In questo senso alcuni produttori in particolare hanno scoperto che è fondamentale lanciarsi nei nuovi social media, insomma, lavorare sull’innovazione e tenersi sempre aggiornati.
E questo significa frequentare in maniera assidua blog vari, facebook, twitter, insomma, tutto quello che la rete può offrire.
Il resto lo fanno i wine blogger, che spesso hanno un folto seguito di lettori, che tengono continuamente stimolati con interventi interessanti e con il continuo aggiornamento dei contenuti.
Un’altra causa importante delle difficoltà attuali del settore è certamente la corsa al ribasso dei prezzi, praticata negli ultimi anni per cercare di risultare competitivi sui mercati esteri.
Ma questo si è dimostrato essere un modo errato di essere competitivi e alla lunga non ha ripagato.
Anzi, una regione come il Trentino, che eccelle per qualità in tanti settori, lo dovrebbe fare anche nel vino.
Anche perché a lungo andare, assecondando solo il mercato, i punteggi delle gare e i gusti dell’ipotetico «bevitore globale», si perde di vista il legame con la propria terra e la propria tradizione.
La strada giusta è, invece, cercare di insistere sulla qualità, abbinata al giusto prezzo.
Altrimenti si rischia il tracollo, insidiati da gruppi enologici del sud del mondo, una concorrenza che è impossibile pensare di battere sul piano dei prezzi.

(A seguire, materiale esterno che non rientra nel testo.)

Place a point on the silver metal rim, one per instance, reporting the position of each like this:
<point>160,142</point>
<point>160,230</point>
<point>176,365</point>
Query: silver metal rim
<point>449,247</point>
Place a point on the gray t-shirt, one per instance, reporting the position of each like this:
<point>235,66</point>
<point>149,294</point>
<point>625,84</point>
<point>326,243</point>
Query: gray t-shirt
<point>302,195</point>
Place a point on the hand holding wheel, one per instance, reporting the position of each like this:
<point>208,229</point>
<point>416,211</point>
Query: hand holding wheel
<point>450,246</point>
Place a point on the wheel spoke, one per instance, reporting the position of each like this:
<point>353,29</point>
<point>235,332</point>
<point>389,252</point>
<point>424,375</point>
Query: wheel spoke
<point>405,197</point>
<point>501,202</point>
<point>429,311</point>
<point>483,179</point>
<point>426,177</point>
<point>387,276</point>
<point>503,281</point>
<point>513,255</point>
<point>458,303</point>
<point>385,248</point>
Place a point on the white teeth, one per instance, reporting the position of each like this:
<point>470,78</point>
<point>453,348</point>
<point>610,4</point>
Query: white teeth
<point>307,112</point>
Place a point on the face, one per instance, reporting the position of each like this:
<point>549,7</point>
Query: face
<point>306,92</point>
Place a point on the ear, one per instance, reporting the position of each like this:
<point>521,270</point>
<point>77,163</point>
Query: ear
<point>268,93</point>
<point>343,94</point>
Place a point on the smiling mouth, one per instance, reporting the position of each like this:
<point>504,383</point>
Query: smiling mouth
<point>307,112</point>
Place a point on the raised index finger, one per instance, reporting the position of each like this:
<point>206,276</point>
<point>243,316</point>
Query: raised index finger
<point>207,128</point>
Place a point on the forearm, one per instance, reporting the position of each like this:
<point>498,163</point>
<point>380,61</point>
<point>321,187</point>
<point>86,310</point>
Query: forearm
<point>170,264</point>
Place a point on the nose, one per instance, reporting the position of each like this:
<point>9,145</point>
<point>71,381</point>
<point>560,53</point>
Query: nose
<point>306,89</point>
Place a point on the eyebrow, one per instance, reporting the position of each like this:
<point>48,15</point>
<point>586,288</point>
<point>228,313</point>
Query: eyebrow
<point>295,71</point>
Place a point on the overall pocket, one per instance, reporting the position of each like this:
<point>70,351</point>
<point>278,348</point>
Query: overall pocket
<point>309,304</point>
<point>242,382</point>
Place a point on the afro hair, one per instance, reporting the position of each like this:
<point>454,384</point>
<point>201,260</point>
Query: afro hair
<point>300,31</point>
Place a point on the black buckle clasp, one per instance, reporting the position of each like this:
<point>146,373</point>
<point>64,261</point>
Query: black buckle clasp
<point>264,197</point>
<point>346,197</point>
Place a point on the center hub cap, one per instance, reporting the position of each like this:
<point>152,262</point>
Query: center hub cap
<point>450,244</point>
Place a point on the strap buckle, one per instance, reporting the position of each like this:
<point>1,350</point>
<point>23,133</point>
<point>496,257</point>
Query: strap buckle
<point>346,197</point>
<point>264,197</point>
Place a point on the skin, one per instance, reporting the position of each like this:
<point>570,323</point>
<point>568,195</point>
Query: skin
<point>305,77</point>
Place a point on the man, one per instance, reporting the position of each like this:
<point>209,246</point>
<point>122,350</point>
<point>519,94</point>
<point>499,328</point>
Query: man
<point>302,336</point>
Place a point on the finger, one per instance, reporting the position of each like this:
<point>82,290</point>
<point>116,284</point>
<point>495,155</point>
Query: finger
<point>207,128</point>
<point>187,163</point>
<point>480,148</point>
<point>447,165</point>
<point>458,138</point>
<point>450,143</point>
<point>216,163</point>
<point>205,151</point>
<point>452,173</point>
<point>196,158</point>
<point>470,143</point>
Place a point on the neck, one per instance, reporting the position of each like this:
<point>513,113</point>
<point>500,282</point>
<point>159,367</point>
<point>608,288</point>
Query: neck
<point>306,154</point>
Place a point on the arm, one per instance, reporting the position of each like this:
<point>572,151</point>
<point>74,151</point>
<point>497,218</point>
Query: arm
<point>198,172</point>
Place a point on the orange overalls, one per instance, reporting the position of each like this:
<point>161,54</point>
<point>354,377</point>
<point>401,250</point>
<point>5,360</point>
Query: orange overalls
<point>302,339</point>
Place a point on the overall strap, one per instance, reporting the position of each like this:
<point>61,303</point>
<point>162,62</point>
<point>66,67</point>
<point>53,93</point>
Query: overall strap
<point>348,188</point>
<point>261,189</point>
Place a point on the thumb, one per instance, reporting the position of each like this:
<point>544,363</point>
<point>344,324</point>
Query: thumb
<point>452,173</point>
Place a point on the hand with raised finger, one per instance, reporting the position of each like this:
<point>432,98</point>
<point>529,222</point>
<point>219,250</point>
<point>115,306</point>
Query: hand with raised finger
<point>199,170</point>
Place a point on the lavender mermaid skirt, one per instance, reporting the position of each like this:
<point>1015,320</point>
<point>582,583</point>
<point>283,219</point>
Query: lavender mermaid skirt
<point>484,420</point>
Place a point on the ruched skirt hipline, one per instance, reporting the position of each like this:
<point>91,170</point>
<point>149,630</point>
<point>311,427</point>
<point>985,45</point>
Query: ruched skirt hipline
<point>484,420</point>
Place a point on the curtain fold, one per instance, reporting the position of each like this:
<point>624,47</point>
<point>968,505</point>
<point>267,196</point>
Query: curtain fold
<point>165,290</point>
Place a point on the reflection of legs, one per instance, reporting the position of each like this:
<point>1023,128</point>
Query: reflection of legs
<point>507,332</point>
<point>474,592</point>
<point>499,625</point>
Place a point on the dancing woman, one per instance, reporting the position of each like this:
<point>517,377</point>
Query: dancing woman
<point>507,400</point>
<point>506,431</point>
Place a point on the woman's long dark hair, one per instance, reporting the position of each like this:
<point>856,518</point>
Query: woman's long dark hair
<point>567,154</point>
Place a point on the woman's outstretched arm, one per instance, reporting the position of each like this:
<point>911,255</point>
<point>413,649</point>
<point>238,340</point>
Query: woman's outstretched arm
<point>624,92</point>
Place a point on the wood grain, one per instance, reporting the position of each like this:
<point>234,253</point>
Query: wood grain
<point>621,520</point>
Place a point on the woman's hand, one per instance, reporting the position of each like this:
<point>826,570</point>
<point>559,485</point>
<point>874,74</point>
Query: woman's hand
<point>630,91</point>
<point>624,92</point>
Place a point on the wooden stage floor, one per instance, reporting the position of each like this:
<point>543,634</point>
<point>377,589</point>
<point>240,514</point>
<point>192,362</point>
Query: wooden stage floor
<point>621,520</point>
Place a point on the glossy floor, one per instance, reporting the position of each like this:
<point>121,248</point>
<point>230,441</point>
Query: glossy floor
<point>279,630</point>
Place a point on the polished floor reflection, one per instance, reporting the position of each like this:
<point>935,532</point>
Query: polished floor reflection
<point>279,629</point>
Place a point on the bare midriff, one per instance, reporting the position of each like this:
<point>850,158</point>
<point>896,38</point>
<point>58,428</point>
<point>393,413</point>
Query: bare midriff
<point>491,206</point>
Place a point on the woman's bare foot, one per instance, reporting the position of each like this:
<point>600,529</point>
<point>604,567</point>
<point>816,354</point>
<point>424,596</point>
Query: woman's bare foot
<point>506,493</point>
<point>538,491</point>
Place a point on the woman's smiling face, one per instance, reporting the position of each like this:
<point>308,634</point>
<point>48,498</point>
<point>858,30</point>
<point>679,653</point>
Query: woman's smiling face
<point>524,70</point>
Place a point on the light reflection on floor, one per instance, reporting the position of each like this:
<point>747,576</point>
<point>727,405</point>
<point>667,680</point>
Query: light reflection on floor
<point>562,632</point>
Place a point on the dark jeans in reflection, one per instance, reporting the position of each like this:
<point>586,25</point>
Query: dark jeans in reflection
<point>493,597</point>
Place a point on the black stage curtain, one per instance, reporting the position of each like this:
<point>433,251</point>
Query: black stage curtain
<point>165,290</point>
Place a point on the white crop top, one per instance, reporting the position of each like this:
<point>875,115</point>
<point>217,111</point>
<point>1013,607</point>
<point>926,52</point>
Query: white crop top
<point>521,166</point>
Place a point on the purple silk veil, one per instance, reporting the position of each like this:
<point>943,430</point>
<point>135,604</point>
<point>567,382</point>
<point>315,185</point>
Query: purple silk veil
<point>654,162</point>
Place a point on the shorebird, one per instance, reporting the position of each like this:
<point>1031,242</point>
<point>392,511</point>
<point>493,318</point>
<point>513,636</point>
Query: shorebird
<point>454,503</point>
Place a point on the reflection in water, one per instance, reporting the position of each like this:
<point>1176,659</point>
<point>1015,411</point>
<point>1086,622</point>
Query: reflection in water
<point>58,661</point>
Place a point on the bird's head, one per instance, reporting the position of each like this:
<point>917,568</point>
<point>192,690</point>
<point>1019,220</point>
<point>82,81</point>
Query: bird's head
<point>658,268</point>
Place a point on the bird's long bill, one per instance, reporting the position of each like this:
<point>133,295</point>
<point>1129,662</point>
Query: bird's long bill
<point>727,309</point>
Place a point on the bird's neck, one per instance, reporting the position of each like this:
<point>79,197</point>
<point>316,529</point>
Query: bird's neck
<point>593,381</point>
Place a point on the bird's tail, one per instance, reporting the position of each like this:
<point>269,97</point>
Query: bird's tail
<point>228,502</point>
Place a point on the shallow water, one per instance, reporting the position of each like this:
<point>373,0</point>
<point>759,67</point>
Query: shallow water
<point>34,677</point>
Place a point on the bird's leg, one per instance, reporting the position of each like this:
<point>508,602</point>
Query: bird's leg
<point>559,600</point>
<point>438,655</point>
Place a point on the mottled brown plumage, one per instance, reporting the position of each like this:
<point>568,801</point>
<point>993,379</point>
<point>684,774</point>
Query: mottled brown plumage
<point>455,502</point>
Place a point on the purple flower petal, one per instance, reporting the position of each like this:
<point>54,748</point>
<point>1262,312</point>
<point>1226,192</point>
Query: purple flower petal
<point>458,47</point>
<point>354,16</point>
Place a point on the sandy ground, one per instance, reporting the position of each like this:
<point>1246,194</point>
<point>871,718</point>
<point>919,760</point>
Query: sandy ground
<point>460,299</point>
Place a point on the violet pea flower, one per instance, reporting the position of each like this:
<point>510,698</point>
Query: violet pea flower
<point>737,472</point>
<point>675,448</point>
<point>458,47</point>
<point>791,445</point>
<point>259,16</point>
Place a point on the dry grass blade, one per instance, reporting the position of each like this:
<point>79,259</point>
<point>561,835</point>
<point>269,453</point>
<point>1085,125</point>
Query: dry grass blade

Il Trentino dovrebbe puntare di più sulla sua peculiarità, cioè quella di essere una regione che ospita nel medesimo territorio colossi enologici e cooperative, accanto a piccole e interessanti realtà, che si sono votate a un tipo di produzione mirata, curatissima, di qualità eccellente.
I loro prodotti basano la loro particolarità, oltre che sulla qualità intrinseca del vino, anche su aspetti emozionali, che rimandano a bellezze ambientali, storie, sensazioni, aspetti che da soli valgono il prezzo (talvolta anche elevato) dei loro vini.
E questo ci riconduce ancora una volta all’importanza del legame con il territorio. In questo discorso rientra anche la scelta di alcuni viticoltori di convertirsi al biologico, spinti da convinzioni personali che vanno dal desiderio di un contatto diverso con la terra e la vite, a quello di difendere la biodiversità, a quello di produrre uva genuina, perché non credono ai metodi chimici e alle conseguenze nefaste che possono avere sulla salute del loro stesso luogo di residenza.
Nessuna motivazione economica, quindi, perché, come loro stessi affermano, con il biologico non si diventa né più ricchi né più poveri; ma ora che hanno intrapreso questa scelta, non tornerebbero più indietro.
Insomma, per attuare un’inversione di rotta è necessario ripensare alcuni modi di agire e mettere in atto dei cambiamenti, partendo in primo luogo dalla corretta valorizzazione delle proprie risorse.
Tutto questo con un reale coinvolgimento delle parti, affinché il vino trentino possa finalmente diventare espressione fedele della nostra specificità territoriale.